Vous pouvez donc imaginer ma surprise lorsque j’ai déménagé au Japon et vu à quel point le sport était important dans la vie quotidienne de nombreux enfants, et même dans le programme scolaire. Cela commence par des activités simples à la maternelle puis, au primaire et au secondaire, vient le très important undôkai (journée sportive) annuel. Un autre rite de passage traditionnel pour de nombreux élèves consiste à rejoindre le bukatsu. Abbréviation de kurabu katsudô, ce terme couvre toutes sortes d’activités de club ou parascolaires, des langues étrangères aux sciences et aux arts. Pour certains élèves japonais, le bukatsu est synonyme de sport. En effet, selon les données du ministère de l’Education, des Sciences, des Sports et de la Culture, 85 % des élèves du premier cycle au Japon font partie d’un club de sport, alors qu’au lycée, le nombre descend légèrement à 70-75 %. Très simplement, l’éducation japonaise, basée sur une forte identité et fidélité au groupe, encourage les étudiants à rejoindre une équipe sportive ou un club.

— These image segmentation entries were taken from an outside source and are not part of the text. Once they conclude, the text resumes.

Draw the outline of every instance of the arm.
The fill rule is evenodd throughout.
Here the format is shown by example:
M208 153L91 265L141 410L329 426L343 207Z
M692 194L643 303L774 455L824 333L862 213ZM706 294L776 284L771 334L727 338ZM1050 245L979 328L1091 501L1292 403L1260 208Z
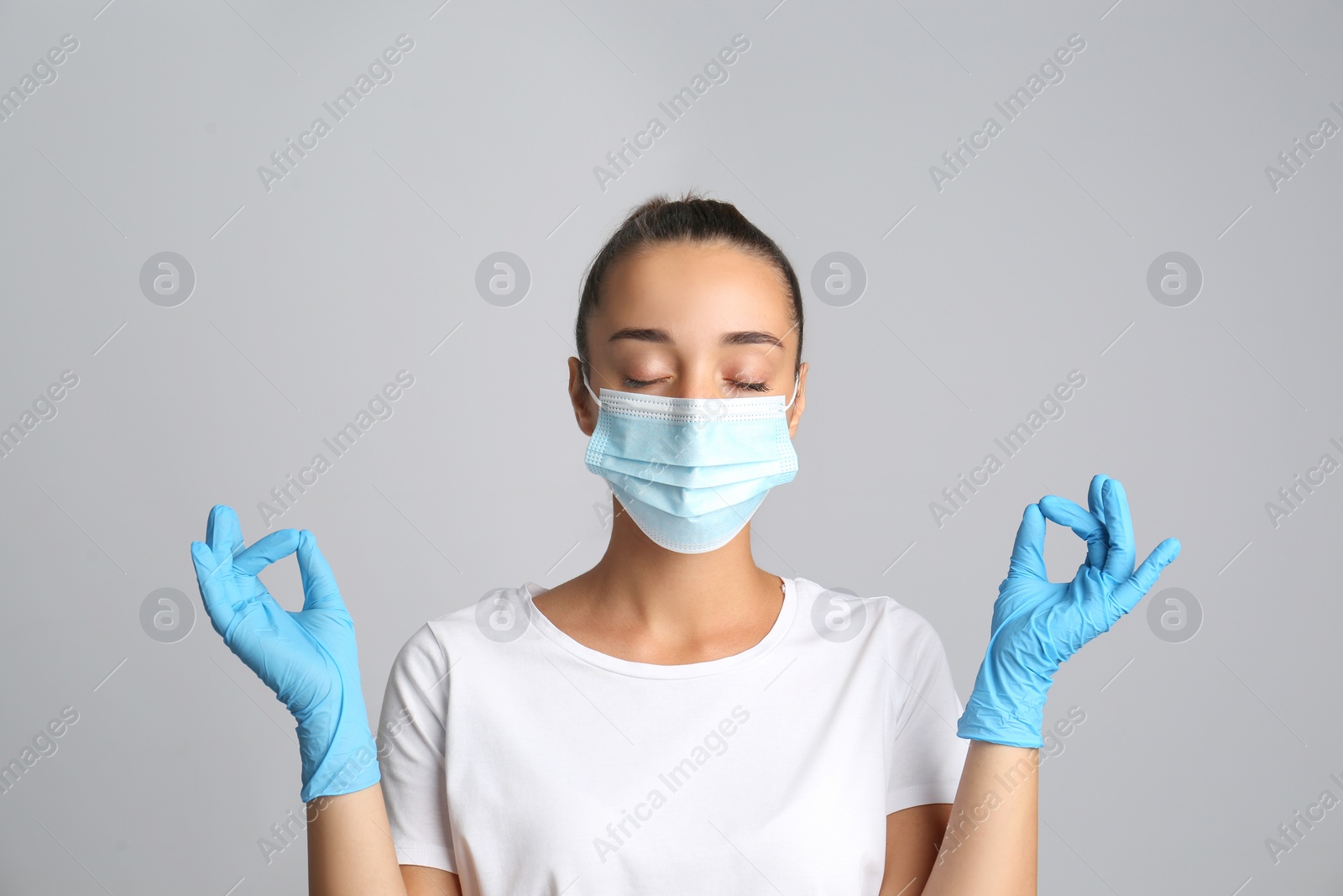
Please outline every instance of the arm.
M1035 892L1038 750L974 740L956 802L886 815L881 896Z
M462 896L457 875L398 865L383 786L308 803L312 896Z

Il n’est donc pas étonnant que de nombreux mangas et anime de sport se déroulent au collège ou au lycée. Kuroko’s Basket et Slam Dunk (basket-ball) ; Olive et Tom, Deizu [Days] et Inazuma Eleven (Inazuma Irebun, éd. Kurokawa) (football) ; Prince du tennis (Tenisu no Ôjisama, éd. Kana) et Jeu, set et match ! (tennis) ne sont que quelques exemples parmi les plus célèbres.
La relation entre le manga sportif et l’école est encore plus importante si l’on considère que de nombreux élèves décident effectivement de pratiquer ou de suivre un sport après avoir lu un manga particulièrement intéressant. Selon une enquête réalisée en avril 2016 par l’assureur Meiji Yasuda Life Insurance auprès de 1 600 lecteurs âgés de 10 à 70 ans, 25 % des Japonais qui pratiquent un sport ont été influencés par le manga. Les adolescents et les jeunes de 20 à 30 ans sont les plus concernés. Plus précisément, 7,7 % d’entre eux ont commencé à pratiquer un sport tandis que 17,6 % sont devenus fans d’un sport grâce au manga. L’enquête met en évidence l’influence du manga sur la pratique du sport : les mangas de football semblent avoir le plus grand impact sur les jeunes lecteurs, 22,6 % d’entre eux déclarant s’être adonnés à ce sport après avoir lu une bande dessinée. Pour le basket, le chiffre s’élève à 11,2 % et pour le tennis à 10,7 % tandis que pour le base-ball, il descend à seulement 4,8 %. Fait intéressant, alors que le base-ball est de loin le sport le plus populaire du pays, les nombreux mangas qui lui sont consacrés ne semblent pas jouer un rôle majeur dans le recrutement de joueurs ou de fans.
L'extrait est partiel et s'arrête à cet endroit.